Toda la mañana Aquiles ha estado esperando a que aparezcan Agamenón y su siniestro hermano, Menelao, liderando una multitud de hombres leales para intentar recuperar el control de las fuerzas aqueas y empujar la guerra hacia mortales contra mortales, amigos de los traicioneros y asesinos dioses de nuevo; pero hasta el momento el antiguo comandante en jefe de ojos de perro y corazón de ciervo no ha mostrado su rostro. Aquiles ha decidido que lo matará cuando intente liderar la revuelta. A él y a su barbudo y pelirrojo hermano Menelao y a todos cuantos sigan a los dos atridas. La noticia de que las ciudades donde se encuentran sus hogares están vacías de toda vida es (Aquiles está seguro) simplemente una patraña urdida por Agamenón para incitar a los aqueos inquietos y cobardes a la revuelta.
Así que cuando el centurión líder moravec Mep Ahoo, el espinoso rocavec que dirige la artillería y el bombardeo energético, alza la vista del mapa que están estudiando bajo la seda de un toldo y anuncia que su visión binocular ha detectado un ejército de extraño aspecto que viene por el Agujero procedente de Ilión, Aquiles no se sorprende.
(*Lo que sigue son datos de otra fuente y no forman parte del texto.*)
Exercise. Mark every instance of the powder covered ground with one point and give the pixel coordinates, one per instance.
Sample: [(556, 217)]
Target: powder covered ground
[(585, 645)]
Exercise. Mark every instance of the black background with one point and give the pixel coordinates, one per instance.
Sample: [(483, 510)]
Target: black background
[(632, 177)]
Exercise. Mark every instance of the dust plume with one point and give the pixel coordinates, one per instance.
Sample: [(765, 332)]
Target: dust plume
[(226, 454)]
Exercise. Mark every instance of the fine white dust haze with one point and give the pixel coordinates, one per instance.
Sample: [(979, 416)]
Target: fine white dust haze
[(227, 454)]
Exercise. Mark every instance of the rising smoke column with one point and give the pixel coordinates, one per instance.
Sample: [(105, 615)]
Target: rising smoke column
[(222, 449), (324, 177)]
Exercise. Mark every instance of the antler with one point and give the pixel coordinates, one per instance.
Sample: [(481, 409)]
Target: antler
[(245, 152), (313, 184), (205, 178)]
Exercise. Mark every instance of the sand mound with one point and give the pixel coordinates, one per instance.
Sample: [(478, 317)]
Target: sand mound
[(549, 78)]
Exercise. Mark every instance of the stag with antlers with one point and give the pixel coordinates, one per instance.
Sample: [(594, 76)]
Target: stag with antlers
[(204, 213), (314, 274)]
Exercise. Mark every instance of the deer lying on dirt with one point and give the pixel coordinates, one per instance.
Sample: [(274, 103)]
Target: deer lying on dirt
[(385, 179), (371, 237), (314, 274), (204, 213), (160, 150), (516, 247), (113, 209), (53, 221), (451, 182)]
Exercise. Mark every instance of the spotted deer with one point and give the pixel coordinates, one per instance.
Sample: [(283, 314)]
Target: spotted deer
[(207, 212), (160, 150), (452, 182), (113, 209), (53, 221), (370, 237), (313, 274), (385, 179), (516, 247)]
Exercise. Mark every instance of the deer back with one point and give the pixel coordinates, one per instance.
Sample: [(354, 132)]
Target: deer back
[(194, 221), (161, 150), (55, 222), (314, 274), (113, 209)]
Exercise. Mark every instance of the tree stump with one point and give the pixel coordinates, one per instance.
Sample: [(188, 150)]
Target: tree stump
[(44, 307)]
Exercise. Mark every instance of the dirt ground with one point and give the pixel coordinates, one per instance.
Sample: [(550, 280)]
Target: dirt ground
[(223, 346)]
Al cabo de unos minutos sí que se sorprende, cuando Odiseo, el de más aguda vista de sus comandantes cobijados bajo el dosel, le informa:
—Son mujeres. Mujeres troyanas.
—¿Amazonas, quieres decir? —pregunta Aquiles, saliendo al sol del Olimpo. Antíloco, hijo de Néstor, viejo amigo de Aquiles de incontables campañas, ha llegado en su carro al campamento hace una hora para contar a todos la llegada de las trece amazonas y el juramento de Pentesilea de matar a Aquiles en combate singular. El de los pies alados se ha reído con ganas, mostrando sus dientes perfectos. No ha combatido y derrotado a diez mil troyanos y a docenas de dioses para dejarse asustar por las baladronadas de una mujer.
Odiseo niega con la cabeza.
—Debe de haber unas doscientas mujeres, todas mal equipadas con armaduras, hijo de Peleo. No hay ninguna amazona. Son demasiado gordas, demasiado bajas, demasiado viejas, algunas casi cojas.